They had to kill them to save them.
Seems to be an approved gov't policy since about the Vietnam era as I recall. Probably pre Vietnam, I just wasn't aware of it before then. It appears that the typical American response is akin to "As long as its not MY Ox being gored"...
Weaver did cut a barrel of a shotgun for someone... but as I recall reading at the time he kept it legal. Someone later might have (cough, cough) removed the buttstock pad, thus rendering the OAL to be 3/8" less than legal (cough, cough), but I digress... Then there was that slight faux pas concerning the court date... Oops.

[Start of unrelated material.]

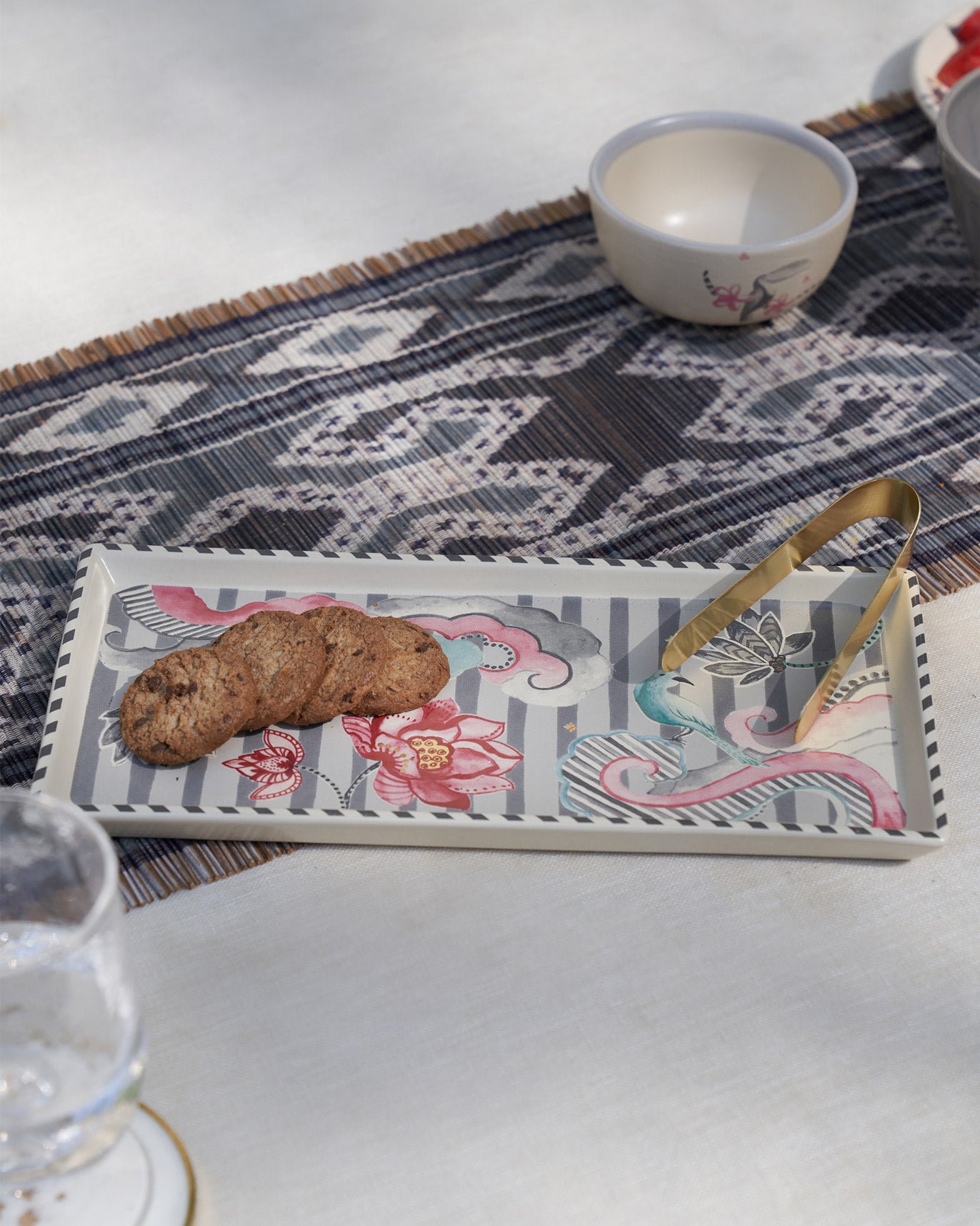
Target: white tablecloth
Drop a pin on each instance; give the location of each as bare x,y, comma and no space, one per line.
164,156
503,1039
392,1036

Then the boys dog thing.
Dynamics at work... not a pretty picture sometimes.
When the Feds want ya, they got ya... One way or another. We're all probably guilty of something, some more than others. And to be a fatalist, we're all going to die someday.
Koresh seemed determined to follow his self proclaimed destiny, albeit aided by his/our tax dollars. And the later trial wherein the judge over-ruled the jury... waste of still more taxpayer dough. Survivors will be prosecuted to the fullest extent of the law, or what the judge says the law will be; the heck with 12 good men/women who obviously knew nothing about jury nullification.
Gerry Spence defended Weaver and wrote a little essay about it titled "From Freedom to Slavery". More focus on corporate King than Weaver but a good read none-the-less.
McVeigh... no hero there, tho' I still wonder about that conveniantly timed conference that the OKC ATF agents were at when the truck bomb went off and all the tin-foil hat crowd hoopla that followed.
Interesting times back then. Interesting times today.
So tell us Thefumigator, have you learned something about both incidents yet? And if so, what is your reaction 10 years after the fact?